So I'm currently working on a geometric optimization problem and came upon a graph-problem where I am struggling to find a solution.
Edit:
So let $\{x_i\} \subset \mathbb{R}^2$ and $\{y_j\} \subset \mathbb{R}^2$ such that $i = 1,..., n$ and $j = 1,...,m$. Furthermore for each pair of points $(a, b) \in (\{x_i\}_i\cup \{y_j\}_j) \times (\{x_i\}_i\cup \{y_j\}_j)$ the distance $d(a, b)$ is known. The distance $d$ might be unequal to the euclidean distance. Now I would like to find the minimal path or network of paths such that each $x_i$ is connected to at least one $y_j$ or to be more precise, the problem is:
Find the (undirected, not necessarily connected) graph (V, E) such that $V = \{x_i\}_i \cup \{y_j\}_j$ and following conditions hold:
- Each connected component contains at least one $y_j$.
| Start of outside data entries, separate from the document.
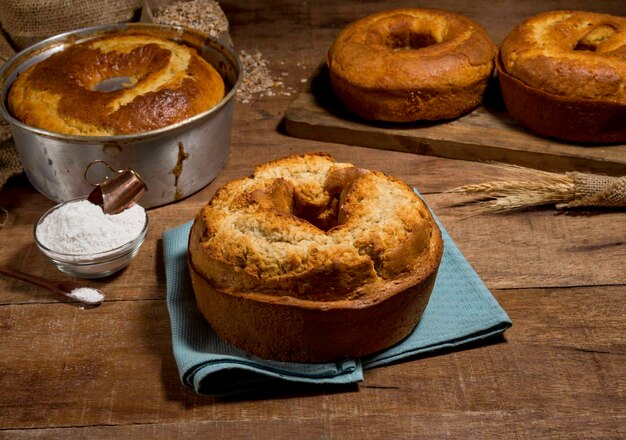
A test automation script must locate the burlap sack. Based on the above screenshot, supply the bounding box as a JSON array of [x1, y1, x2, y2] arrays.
[[0, 46, 21, 193], [0, 119, 20, 191], [0, 27, 15, 63], [0, 0, 141, 50]]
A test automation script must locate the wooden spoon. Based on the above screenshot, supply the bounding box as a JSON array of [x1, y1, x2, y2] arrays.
[[0, 265, 104, 306]]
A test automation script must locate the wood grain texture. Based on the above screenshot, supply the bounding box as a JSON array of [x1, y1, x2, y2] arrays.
[[284, 65, 626, 176], [0, 1, 625, 439], [431, 193, 626, 289], [0, 287, 623, 436]]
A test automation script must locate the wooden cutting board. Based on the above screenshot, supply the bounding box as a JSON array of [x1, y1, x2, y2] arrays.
[[284, 65, 626, 176]]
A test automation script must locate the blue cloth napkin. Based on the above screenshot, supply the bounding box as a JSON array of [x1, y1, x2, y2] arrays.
[[163, 222, 362, 397], [163, 201, 511, 396]]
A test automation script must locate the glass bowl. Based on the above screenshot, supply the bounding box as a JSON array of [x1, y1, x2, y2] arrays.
[[33, 199, 148, 279]]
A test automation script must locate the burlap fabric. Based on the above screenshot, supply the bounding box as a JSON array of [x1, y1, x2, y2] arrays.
[[0, 47, 21, 193], [0, 119, 20, 191], [560, 172, 626, 208], [0, 113, 15, 226], [0, 0, 141, 50], [0, 27, 15, 63]]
- For each $y_j$ exists at least one $x_i$ connected to it.
- The total sum of edge-length gets minimized, i.e. $\sum_{k=1}^l length(E_k) \rightarrow min$ with $E = {E_1,..., E_l}$ where the the length of a edge $E_k$ is the distance $d(a, b)$ between its respective nodes $a, b$.
There may be obstacles in the way between some pairs $(x_i, x_j)$ so not all possible edges have the same length, i.e. are weighted.
To give some motivation for this problem: Imagine the $x_i$ are entries to houses which are all inside some domain $G$ and on the boundary of the domain $\partial G$ lie the possible entries $y_j$ to the domain. Now I want to construct a admissible street network such that each house is connected to the boundary, i.e. every person living in some house in this domain can actually leave the domain on a street.
I'm currently a bit lost here. One could try to compute by brute force the correct graph but this sounds like madness, especially as this is part of a bigger computation called more than once.
Any help would be greatly appreciated! Best regards, PlumBum
Edit 2: This is a sort of minimum spanning tree problem, somewhat similar to this What is the best way to connect some street corners with electricity cables using graph theory?. But in this case I allow for several connected-components if certain constraints are fulfilled (to be precise when the boundary is connected to the inside).